The World Famous Headliners are not McLaughlin’s first go around with an Americana “super group.” In the late 1990s he formed Tiny Town with Subdudes singer Tommy Malone and Subdudes/John Hiatt drummer Kenneth Blevins.
“These projects are pretty similar,” he said. “I listened to that Tiny Town record a couple months ago and I was surprised how much I liked it. A different character runs in these songs from one to the next and actually this writing might be a little more polished. The three of us (headliners) were encouraged by this publisher we were all writing for at the time to write some songs together and see what happened.
“Publishers just want more songs no matter how they can get them. It was very nice for me, because I wasn’t working with Al and Shawn regularly. (John) Prine came to see us and really liked it. There’s a lot of unison singing. It’s three Telecasters, bass and drums.”

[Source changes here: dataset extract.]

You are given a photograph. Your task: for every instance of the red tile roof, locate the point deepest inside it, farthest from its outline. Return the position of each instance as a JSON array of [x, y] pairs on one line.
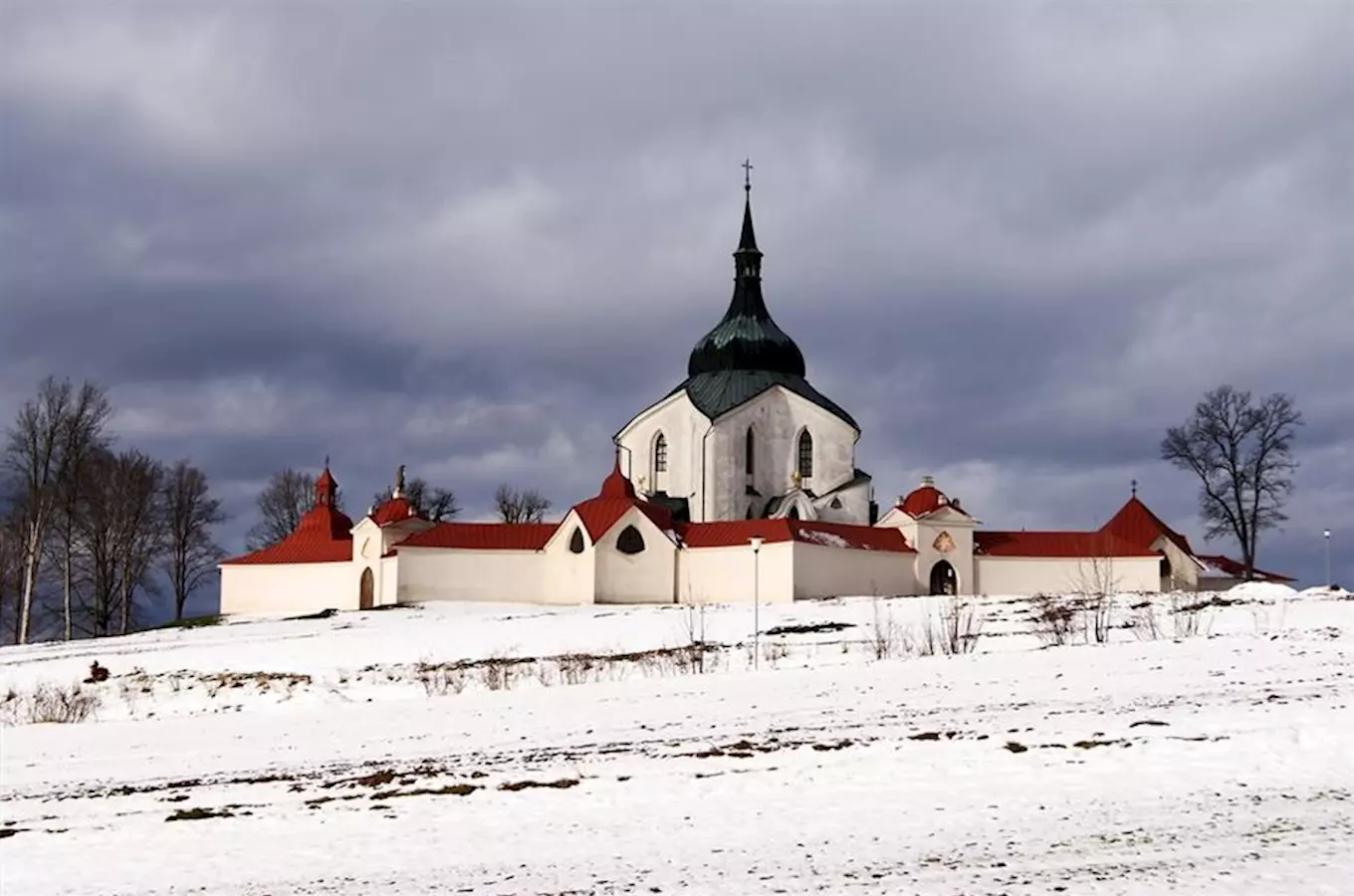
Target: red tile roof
[[323, 537], [922, 501], [1056, 545], [1238, 568], [1135, 523], [839, 535], [394, 511], [617, 497], [734, 532], [484, 537]]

In the last 15 years McLaughlin has found a comfortable Chicago outlet at FitzGerald’s for his soulful rock n’ roll that once had him pegged as “the Nashville Van Morrison.”
“Maybe the feel of the club is suited towards my music,” he said. “The family thing with Bill (FitzGerald) and (Bill’s wife) Kate and nephews and brothers. When I think of going to Chicago it has a lot to do with going to FitzGerald’s. It is no secret Chicago is a great place to play music.”